Alternately playful, blaring, with a frenetic, vibrant sound, gamelan is Balinese music like no other you have ever heard. The assorted drums, gongs, and cymbals carry a wide variation of pitch and timbre.
What might be called octaves are not exact octaves and may sound off-pitch or dissonant to Western ears.
Instruments with a high range of notes are struck with more frequency than those with lower ranges, so there's a greater proportion of high harmonics over fundamental harmonics. Half and quarter notes are employed to a considerable extent.
There are five or seven tones in Balinese music, just as in Java. The instruments are tuned when they're made to either the pentatonic (five-tone) 'pelog' scale or the septatonic (seven-tone) slendro scale.
All the instruments have fixed pitches, with the exception of the wistful, viola-like rebab and wailing suling (flutes).
Each gong-like instrument is tuned to its neighbor, making the whole gamelan a self-contained, coherent musical unit, played as a single instrument rather than a collection.
Each instrument is tuned to its partner in a slightly higher tone, producing the shimmering, and 'tremolo', so characteristic of Balinese gamelan. Even on an individual instrument, the octave notes may be tuned slightly higher than the matching lower tones. Played together they produce rich, throbbing sound.
A Balinese gamelan piece usually consists of four or five movements, each divided into four phases: a solo to introduce the piece, the introductory theme, followed by central body and then the clashing, thunderous finale.
Typically, compositions are named after animal actions or temperaments: Crow Stealing Eggs, Fighting Cats, Toad Climbing Pawpaw, Golden Butterfly, or Snapping Crocodile.
Composers are selected from the orchestra's best players. In everyday life they could be waiters at a restaurant, artisans, or field laborers. It's difficult to make out who controls the orchestra so perfectly and precisely because the gamelan has no real conductor. Instead, the orchestra is lead by the two drummers, often the most accomplished musicians of the group.
They link the instruments together, control the tempo, and underline the accents. With their knowledge of both dance and music, the drummers signal other musicians to play the proper musical gesture to accompany a specific dance.
The music itself is played from memory, which is extraordinary when you consider how lengthy and complex some pieces are.

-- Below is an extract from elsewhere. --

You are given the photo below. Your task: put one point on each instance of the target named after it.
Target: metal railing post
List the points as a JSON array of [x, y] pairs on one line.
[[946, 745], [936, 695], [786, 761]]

The Balinese have worked out a system of notation, but the orchestration of the melody is fixed so notation is seldom used. Learning by repetition, the Balinese say when a piece is practiced long enough 'it enters the musician's liver and he plays without thinking.'
Musicologists marvel at the way two musicians play interlocking parts as fast as possible, beating out alternate notes at top speed and in perfect coordination, resulting in a faster performance than one player is capable of.
The Balinese like their music very loud and dramatic, with sharp changes in the tempo and volume. A piece always seems to end unexpectedly-as if in mid-song. In the south, the playing style is more refined and fluid, radically different from the violent, rhapsodically styles of the north.